Every day is Friday!
There's layers to UI testing. There's going to be plenty of tests where you just want the UI to trigger your actions instead of testing the actions in isolation, and that's fine. In those cases, you want to seek out the accessibility API for the GUI framework and use that to perform the actions. "Accessibility" here is talking about augmentations you can make to your user experience to make the application accessible by people with disabilities. Treat your tests like use cases from a blind, deaf, quadriplegic. Coincidentally, the computer running the tests will be a blind, dead, quadriplegic. As a bonus, your application can not be used not only by a potential handful of blind/deaf people, but a larger group that tries to lean on those APIs when possible because their vision is particularly poo poo.

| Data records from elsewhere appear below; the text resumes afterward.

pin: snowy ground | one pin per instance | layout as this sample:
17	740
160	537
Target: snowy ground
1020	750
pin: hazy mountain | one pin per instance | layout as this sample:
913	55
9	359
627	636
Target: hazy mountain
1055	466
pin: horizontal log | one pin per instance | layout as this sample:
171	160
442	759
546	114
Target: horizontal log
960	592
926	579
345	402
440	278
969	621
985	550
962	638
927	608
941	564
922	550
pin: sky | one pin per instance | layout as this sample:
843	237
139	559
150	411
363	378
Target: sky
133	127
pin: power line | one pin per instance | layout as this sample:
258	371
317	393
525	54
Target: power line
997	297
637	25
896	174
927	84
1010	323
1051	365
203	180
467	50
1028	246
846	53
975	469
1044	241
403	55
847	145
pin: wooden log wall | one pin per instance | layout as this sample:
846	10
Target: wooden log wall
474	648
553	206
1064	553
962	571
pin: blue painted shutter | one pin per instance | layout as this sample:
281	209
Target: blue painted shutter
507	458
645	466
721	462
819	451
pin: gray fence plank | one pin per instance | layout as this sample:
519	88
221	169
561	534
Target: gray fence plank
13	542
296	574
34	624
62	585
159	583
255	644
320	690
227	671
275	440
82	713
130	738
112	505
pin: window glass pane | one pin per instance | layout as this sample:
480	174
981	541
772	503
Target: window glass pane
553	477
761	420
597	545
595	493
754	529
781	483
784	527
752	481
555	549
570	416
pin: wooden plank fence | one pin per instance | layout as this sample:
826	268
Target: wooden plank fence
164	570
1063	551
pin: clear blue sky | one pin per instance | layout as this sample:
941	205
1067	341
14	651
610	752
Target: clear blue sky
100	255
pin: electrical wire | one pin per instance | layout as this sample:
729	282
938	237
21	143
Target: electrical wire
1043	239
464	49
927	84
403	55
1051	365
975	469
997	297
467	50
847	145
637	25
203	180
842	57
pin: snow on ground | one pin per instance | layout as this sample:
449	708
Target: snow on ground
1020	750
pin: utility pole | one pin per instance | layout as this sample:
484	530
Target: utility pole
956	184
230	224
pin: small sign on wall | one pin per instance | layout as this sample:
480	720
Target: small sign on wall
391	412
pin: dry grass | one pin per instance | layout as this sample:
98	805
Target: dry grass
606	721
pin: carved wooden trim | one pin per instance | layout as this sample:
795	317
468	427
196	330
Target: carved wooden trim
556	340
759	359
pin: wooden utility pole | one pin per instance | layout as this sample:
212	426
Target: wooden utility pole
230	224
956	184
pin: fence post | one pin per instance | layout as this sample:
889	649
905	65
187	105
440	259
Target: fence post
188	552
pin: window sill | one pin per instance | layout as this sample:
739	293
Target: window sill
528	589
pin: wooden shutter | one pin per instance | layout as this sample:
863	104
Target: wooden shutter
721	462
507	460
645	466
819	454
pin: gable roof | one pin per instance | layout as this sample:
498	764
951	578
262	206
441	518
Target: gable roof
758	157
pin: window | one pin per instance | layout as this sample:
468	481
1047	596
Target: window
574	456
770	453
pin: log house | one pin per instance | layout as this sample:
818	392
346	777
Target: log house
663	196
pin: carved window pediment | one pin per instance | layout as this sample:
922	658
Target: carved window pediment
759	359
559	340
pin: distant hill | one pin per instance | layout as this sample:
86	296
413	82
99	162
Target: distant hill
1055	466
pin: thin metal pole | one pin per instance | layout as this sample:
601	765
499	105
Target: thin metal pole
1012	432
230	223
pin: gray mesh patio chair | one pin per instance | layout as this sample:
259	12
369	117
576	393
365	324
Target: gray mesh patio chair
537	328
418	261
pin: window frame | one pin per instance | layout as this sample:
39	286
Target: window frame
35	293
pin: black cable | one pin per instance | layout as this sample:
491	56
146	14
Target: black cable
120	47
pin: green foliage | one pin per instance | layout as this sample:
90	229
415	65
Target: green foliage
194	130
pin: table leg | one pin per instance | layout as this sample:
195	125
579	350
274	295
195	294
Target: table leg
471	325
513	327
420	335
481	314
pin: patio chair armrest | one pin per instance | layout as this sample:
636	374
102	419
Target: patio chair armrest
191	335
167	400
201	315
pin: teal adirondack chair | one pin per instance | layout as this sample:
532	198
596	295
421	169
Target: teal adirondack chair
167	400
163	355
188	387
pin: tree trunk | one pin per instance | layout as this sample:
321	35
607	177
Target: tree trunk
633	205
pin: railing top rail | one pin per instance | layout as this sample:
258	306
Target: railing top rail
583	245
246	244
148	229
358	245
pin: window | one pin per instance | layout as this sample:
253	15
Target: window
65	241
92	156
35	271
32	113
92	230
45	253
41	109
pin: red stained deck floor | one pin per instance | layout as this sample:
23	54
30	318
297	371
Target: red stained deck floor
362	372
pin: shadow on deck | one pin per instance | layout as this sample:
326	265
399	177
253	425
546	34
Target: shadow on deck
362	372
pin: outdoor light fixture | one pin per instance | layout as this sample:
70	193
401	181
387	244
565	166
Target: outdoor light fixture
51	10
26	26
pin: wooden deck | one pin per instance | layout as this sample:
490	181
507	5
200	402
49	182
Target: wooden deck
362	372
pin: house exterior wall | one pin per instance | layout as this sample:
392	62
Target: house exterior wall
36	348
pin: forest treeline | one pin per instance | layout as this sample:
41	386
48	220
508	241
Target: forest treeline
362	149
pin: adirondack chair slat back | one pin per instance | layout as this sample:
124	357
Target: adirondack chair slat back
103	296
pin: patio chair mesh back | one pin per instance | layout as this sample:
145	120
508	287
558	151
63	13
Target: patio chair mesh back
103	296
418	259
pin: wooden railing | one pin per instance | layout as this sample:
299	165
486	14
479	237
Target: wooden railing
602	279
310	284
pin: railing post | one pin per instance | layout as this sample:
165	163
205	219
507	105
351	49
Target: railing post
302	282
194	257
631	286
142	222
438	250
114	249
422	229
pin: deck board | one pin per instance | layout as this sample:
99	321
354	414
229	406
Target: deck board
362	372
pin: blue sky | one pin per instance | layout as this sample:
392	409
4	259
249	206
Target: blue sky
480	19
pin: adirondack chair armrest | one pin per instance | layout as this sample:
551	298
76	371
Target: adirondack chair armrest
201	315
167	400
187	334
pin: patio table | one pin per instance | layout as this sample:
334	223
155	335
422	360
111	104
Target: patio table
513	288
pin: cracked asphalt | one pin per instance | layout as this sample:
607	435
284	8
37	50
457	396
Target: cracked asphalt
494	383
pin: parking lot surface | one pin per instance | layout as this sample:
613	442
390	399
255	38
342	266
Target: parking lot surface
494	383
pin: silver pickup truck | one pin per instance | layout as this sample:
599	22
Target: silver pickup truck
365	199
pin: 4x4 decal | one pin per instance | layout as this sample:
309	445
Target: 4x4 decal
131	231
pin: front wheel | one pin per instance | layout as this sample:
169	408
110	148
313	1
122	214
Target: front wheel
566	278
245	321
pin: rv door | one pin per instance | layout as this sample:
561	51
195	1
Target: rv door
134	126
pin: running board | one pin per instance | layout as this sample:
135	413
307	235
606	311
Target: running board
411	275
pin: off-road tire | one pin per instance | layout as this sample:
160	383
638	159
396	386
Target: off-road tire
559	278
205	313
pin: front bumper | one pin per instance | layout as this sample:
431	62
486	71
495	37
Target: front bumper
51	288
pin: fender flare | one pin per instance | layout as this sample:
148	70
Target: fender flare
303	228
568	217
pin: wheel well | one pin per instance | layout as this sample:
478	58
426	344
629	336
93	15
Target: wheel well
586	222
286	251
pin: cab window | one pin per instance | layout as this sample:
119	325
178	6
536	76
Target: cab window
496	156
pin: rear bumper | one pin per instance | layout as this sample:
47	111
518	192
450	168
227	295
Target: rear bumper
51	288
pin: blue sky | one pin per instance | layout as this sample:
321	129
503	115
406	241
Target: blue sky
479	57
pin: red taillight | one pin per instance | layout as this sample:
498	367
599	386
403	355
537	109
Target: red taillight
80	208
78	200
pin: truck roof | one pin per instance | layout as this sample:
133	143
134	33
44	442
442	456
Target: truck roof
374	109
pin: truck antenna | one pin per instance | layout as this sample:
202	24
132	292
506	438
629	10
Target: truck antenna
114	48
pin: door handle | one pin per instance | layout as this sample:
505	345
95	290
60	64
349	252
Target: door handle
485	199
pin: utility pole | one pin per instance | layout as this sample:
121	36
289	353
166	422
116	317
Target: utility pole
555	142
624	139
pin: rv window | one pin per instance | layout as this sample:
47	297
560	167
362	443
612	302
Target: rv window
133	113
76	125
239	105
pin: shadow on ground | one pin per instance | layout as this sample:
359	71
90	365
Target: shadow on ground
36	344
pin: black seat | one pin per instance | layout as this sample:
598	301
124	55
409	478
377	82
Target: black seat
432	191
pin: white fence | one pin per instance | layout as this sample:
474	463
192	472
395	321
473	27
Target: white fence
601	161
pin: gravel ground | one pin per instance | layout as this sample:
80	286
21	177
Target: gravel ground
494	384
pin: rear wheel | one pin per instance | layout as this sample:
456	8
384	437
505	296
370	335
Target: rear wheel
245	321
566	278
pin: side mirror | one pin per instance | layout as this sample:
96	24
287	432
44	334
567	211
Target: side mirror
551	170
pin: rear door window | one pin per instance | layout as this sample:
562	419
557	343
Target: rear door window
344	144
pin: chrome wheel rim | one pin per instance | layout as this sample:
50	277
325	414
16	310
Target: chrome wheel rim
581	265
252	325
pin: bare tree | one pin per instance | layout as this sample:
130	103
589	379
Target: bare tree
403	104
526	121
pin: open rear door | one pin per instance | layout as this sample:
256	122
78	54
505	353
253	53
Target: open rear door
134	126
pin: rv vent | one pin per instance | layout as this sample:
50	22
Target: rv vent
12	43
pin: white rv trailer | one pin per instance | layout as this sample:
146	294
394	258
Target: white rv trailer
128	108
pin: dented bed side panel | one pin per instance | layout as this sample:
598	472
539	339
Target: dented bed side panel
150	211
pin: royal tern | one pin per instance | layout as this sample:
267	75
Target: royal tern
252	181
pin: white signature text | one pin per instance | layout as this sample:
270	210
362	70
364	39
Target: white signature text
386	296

GUI automation tools like AutoIt and Microsoft's UI Automation have all kinds of quirks in them. They're all extremely annoying. You want to avoid actual screen real estate commands ("click at 100, 350") and rather invoke on specific GUI components. Even with this, an unexpected dialog can tank the whole thing, or the command just kind of hangs, or doesn't register. You would treat these like integration tests with a separate test bench that kills that poo poo if it hangs up. Expect false failures. Somebody can call me out on those failures being false, but I've deal with plenty of off-the-shelf applications that will just glitch like that 1 in 1,000 times. On the other hand, you can tank that 1/1000 occurrence but you probably want your testing tool to warn on it and retry, only to error after X retries do the same thing. The machine on which you test should also be pretty clean so system popups and other junk don't get in the way. You can argue that this is not realistic testing, but the machine is focused exclusively on the UI, and you shore up the rest elsewhere.

At some point, you're talking about testing as if a person is literally there with fingers and that's a whole other can of worms. You really only need to worry about this when you're making particularly custom controls. Even then, if they are plumbing into the GUI framework properly, those GUI automation frameworks that can invoke on controls should just take care of it. If all the tests using your control just vomit down the report, then you know the control died.